Company X stocks a certain type of containers, each of which occupies 4 square feet of warehouse
space. The warehouse space currently available for storing this type of container is limited
to 3000 square feet. Demand for the container is 12,000 units per year. The fixed ordering
cost is $30 per order and the holding cost per unit is $2 per year.
(a) What is the optimal order size that minimizes the total ordering cost and holding cost? Canwe accommodate the calculated optimal order quantity in our warehouse?
(b) Now suppose that some storage space has to be used for other purposes,leaving only 2000
square feet available for storing this type of container. The holding cost per unit remains
$2 per year. What is the optimal order size in this case? Explain why (no more than two
sentences).
To find the optimal order size that minimizes the total ordering cost and holding cost, we can use the Economic Order Quantity (EOQ) formula. The EOQ formula calculates the order quantity that minimizes the total cost by balancing the cost of ordering and the cost of holding inventory.

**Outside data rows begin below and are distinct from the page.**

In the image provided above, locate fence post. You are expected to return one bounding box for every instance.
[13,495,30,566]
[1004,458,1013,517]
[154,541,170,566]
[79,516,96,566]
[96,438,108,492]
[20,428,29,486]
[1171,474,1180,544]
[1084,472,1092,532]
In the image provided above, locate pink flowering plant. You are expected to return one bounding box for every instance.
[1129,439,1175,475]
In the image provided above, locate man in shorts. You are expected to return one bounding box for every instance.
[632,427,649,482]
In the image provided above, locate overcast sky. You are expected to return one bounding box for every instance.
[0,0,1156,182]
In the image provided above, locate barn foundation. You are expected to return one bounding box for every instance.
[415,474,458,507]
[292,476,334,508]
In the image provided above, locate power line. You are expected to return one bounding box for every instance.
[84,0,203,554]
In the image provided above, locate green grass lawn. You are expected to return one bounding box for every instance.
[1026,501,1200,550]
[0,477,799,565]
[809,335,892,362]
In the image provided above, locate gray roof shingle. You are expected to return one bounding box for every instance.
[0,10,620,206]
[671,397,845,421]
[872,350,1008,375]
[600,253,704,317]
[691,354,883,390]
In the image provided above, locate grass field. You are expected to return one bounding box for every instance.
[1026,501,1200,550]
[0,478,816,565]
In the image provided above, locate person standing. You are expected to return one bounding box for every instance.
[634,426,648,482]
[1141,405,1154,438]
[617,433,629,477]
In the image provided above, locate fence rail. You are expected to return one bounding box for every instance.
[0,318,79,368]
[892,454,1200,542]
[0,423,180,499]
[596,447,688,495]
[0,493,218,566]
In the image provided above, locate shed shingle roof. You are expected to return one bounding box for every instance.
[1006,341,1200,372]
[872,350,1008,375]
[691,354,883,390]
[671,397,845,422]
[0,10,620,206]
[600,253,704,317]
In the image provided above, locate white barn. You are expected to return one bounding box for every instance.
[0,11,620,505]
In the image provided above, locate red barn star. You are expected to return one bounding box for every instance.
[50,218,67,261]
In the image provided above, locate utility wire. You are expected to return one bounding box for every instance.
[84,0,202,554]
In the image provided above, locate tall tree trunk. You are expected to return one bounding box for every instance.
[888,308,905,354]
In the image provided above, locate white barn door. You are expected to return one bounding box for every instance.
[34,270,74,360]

(a) The EOQ formula is given by:
EOQ = sqrt(2DS/H)
Where:
D = demand per year
S = ordering cost per order
H = holding cost per unit per year
Plugging in the given values:
D = 12,000 units/year
S = $30/order
H = $2/year
EOQ = sqrt(2 * 12,000 * 30 / 2) = sqrt(12,000 * 30) ≈ 207
Therefore, the optimal order size that minimizes the total cost is approximately 207 units.
To check if we can accommodate the calculated optimal order quantity in our warehouse, we need to calculate the total space required by the order:
Total space required = EOQ * space occupied per unit
Plugging in the values:
EOQ = 207 units
Space occupied per unit = 4 square feet
Total space required = 207 * 4 = 828 square feet.
Since the total space required is 828 square feet and the available warehouse space is only 3000 square feet, we can accommodate the calculated optimal order quantity in our warehouse.
(b) If the available warehouse space is reduced to 2000 square feet, the calculation for the optimal order size remains the same using the EOQ formula. The only change is that we need to consider the reduced warehouse space in the calculation of the maximum order quantity.
Using the same values as before, the total space required is 207 * 4 = 828 square feet, which exceeds the available warehouse space of 2000 square feet.
Therefore, in this case, it is not possible to accommodate the calculated optimal order quantity in the reduced warehouse space of 2000 square feet.